Tormenta sobre Cataluña
Como comentamos en un principio, a pesar de que grandes nubes se agitaban durante el largo proceso de gestación, el mismo día de la aprobación, tras un complicado acuerdo de todas las fuerzas catalanas exceptuando a la minoritaria sucursal del partido de Aznar, una amplia tormenta de declaraciones y amenazas cayeron sobre Barcelona. El primero, con tono de advertencia, no podía ser de otra forma, provino de la cúpula militar del ejército, que consideraba las aspiraciones autonómicas moderadas como un primer paso hacia la independencia, y a la vez, recordaba que pertenece al ejército velar por la integridad territorial de España. Más o menos, venía a recordar que las fuerzas armadas españolas, a pesar del mucho dinero utilizado en hacerlas más presentables, estaban dispuestas a seguir su larga tradición de considerar como enemigo principal a los civiles desarmados de su propio país, empeñados en su “minimilitarismo teatral”, como diría Emmanuel Todd. Posteriormente, la cúpula de la iglesia, con las objeciones, claro está, del episcopado vasco y catalán, sugerían lo pecaminoso del documento, reafirmando su papel de pilar del estado forjado a partir de 1939, desde una mentalidad fuertemente nacionalista (especialmente desde el sentido que recuerda a su participación en uno de los bandos de la guerra civil). Por supuesto, no podían faltar los pésimos presagios de los grupos empresariales, anunciando catástrofes económicas futuras, y obviando, por supuesto, que aun en el hipotético caso de una ruptura, los estados resultantes continuarían formando parte del mercado único que impone la Unión Europea, y que no hay cosa más insensible a las ideologías que el mundo de los negocios.

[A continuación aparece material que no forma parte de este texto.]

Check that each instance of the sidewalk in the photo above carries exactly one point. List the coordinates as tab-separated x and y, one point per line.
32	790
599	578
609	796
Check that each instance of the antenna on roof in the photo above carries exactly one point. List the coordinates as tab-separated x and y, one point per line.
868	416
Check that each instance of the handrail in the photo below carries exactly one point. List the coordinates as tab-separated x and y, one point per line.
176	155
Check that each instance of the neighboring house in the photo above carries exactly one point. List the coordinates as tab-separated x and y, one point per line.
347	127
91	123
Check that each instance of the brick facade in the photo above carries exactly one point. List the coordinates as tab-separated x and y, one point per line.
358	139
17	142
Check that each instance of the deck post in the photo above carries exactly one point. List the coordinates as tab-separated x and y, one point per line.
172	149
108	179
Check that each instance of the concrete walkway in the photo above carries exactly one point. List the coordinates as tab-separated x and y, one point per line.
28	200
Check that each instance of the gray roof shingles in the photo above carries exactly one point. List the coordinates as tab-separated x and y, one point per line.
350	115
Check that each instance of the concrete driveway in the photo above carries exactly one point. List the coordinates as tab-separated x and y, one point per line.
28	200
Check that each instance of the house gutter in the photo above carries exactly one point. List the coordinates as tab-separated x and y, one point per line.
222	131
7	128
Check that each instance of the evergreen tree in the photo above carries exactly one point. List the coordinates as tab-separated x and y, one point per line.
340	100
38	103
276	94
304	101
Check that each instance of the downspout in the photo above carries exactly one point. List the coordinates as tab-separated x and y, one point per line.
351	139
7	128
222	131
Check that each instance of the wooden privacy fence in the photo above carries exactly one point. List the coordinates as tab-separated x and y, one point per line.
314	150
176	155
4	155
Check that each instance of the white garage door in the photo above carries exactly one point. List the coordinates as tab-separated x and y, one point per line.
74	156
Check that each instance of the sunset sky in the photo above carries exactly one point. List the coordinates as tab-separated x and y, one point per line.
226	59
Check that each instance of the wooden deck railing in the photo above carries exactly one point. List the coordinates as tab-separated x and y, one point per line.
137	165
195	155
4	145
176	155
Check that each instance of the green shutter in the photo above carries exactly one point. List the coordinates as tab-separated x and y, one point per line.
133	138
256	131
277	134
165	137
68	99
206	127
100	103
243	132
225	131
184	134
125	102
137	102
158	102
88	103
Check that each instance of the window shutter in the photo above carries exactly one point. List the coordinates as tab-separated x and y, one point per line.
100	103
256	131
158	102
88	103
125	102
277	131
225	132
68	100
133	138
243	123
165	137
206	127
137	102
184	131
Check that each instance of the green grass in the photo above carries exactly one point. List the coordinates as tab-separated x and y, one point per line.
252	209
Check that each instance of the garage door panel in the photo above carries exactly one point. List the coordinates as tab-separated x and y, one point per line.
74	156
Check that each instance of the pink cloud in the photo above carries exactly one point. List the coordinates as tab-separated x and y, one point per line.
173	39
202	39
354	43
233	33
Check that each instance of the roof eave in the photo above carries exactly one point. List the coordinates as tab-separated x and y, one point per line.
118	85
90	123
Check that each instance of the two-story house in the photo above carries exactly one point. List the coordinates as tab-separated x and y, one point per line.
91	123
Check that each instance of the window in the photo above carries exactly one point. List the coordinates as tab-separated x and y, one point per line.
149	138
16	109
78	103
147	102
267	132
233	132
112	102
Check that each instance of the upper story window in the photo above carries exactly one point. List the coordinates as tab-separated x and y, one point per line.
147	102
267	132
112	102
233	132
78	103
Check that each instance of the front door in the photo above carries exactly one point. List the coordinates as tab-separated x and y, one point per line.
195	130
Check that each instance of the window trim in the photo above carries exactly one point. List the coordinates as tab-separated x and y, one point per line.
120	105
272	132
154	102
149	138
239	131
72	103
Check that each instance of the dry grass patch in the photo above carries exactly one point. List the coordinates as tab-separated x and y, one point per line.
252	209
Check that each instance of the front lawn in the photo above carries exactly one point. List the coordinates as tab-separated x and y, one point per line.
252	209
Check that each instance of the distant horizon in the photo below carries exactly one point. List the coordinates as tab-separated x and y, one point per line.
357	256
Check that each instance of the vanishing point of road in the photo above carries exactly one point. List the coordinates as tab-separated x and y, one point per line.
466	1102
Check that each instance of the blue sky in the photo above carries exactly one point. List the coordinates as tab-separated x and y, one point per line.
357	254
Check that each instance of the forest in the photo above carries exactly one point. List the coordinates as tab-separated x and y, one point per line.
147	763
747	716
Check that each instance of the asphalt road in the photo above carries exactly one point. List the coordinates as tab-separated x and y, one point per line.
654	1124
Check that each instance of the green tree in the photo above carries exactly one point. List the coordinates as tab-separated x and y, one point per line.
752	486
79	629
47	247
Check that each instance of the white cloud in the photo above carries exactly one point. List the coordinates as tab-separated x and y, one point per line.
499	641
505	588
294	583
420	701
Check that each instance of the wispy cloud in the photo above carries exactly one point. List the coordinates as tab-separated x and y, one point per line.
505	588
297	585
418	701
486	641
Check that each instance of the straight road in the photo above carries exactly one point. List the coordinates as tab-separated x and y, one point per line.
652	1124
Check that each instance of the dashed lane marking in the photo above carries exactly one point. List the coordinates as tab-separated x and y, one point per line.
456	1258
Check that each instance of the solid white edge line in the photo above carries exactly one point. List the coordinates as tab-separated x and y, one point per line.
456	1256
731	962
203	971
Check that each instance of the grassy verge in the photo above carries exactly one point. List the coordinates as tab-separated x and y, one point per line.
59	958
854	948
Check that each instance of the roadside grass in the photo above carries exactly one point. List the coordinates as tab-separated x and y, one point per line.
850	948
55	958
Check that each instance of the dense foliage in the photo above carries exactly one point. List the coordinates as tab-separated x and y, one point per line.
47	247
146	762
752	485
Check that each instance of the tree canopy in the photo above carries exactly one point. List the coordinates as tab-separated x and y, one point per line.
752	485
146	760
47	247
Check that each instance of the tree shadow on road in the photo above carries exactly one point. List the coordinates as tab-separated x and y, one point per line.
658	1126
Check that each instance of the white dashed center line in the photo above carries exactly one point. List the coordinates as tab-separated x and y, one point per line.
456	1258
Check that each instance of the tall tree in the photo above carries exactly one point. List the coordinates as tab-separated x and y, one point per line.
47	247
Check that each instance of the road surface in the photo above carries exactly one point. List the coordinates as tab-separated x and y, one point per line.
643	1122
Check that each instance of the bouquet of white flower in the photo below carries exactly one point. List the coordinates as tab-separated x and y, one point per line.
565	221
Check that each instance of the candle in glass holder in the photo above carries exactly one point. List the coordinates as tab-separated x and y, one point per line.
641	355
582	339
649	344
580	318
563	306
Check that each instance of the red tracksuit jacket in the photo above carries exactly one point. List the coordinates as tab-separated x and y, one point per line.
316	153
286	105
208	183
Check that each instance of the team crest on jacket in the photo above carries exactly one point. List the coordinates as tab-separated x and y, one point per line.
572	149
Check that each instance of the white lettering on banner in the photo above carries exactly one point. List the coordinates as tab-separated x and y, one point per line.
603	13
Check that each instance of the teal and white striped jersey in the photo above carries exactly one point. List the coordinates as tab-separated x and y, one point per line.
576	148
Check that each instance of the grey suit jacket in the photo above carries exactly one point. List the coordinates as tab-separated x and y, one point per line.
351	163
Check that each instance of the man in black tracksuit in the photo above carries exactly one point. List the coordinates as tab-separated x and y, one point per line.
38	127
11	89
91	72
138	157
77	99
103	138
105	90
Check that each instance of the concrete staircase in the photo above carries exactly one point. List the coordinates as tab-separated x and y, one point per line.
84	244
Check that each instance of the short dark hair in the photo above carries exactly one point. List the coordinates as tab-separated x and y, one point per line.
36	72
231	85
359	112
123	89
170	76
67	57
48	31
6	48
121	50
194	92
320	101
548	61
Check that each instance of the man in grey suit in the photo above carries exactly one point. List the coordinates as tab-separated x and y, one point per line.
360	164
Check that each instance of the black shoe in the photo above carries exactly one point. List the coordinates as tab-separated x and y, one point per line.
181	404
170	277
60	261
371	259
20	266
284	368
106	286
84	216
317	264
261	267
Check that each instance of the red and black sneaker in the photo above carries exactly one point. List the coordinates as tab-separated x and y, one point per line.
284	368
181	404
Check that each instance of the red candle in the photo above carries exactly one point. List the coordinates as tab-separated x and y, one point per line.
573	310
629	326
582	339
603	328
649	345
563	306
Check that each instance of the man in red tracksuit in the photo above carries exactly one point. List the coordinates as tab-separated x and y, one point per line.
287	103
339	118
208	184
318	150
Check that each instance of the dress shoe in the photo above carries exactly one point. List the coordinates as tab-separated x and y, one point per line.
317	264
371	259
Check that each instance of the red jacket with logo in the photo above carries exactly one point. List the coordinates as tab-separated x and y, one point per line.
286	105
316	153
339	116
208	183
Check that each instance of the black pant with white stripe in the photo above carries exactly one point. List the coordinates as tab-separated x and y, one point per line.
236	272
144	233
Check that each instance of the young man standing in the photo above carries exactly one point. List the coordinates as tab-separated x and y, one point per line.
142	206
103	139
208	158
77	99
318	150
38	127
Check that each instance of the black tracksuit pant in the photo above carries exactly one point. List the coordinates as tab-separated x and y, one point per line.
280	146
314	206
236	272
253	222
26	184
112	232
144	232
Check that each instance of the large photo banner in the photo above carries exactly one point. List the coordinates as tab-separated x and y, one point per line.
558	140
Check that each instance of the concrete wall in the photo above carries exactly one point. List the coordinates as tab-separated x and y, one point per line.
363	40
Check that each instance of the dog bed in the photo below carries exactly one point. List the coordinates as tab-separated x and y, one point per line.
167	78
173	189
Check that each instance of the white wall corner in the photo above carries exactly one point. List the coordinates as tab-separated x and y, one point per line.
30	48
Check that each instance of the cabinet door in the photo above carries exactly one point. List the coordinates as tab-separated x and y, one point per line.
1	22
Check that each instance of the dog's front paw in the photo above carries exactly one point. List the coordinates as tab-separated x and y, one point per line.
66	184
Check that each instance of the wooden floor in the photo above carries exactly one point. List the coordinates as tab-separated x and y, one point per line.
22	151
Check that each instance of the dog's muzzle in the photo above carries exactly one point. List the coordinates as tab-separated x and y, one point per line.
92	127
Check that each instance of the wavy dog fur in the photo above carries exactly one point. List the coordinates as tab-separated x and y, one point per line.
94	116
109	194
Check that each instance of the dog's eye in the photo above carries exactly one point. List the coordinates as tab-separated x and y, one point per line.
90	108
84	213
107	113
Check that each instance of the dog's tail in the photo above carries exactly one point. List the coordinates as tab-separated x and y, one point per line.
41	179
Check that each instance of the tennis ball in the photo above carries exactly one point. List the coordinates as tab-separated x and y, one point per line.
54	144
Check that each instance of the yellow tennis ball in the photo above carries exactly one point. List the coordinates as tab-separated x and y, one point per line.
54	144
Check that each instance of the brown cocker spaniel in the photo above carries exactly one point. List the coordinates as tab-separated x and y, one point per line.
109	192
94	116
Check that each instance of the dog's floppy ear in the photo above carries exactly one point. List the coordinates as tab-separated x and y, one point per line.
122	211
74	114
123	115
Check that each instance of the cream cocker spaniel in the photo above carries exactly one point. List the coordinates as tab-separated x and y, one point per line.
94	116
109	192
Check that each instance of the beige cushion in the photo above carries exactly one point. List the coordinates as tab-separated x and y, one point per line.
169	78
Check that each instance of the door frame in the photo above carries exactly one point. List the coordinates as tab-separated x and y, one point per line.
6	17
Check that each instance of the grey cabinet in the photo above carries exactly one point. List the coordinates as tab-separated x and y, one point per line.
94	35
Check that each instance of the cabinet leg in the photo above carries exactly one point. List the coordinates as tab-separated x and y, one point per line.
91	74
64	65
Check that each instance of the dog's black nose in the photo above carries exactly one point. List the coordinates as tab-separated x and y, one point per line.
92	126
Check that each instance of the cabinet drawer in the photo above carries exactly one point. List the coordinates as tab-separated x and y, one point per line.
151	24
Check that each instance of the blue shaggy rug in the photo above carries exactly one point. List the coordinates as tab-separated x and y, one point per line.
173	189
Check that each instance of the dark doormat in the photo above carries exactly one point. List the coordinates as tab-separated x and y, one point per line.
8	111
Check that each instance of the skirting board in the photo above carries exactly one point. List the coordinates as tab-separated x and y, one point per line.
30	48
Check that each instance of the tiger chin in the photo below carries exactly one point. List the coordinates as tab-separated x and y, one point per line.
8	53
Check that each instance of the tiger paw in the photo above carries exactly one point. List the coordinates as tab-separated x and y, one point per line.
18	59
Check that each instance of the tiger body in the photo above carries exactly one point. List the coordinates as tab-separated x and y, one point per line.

Todas estas reacciones desproporcionadas (los únicos con derecho a quejarse respecto al Estatut son los filólogos, dada la confusa y precipitada redacción del documento), y hasta cierto punto, ridículas, constatan un hecho que muchos veníamos años denunciando. Todos, españoles y catalanes, estamos pagando el alto precio de no haber puesto en marcha un más que necesario proceso de desnazificación que hubiera excluido del poder a aquellos con amplias connivencias con el más mortífero de los regímenes políticos de la Europa Mediterránea. La no celebración de unos juicios de Nüremberg, de comisión de la verdad sobre la dictadura y sus colaboradores ha enseñado los límites de una democracia vigilada. En la actualidad, y como ejemplo, no resulta muy difícil seguir la genealogía de los jerarcas franquistas y sus aristocracias financieras desde los años cuarenta, hasta la actualidad, cuando muchos de los más fanáticos fascistas y sus descendientes continúan controlando medios de comunicación, grandes empresas estatales ahora privatizadas, sedes episcopales o sagas militares. La España nacional, la que aplastó a una legítima república mantiene su hegemonía, y también sus obsesiones xenófobas. El tiempo pasa, pero sus valores permanecen.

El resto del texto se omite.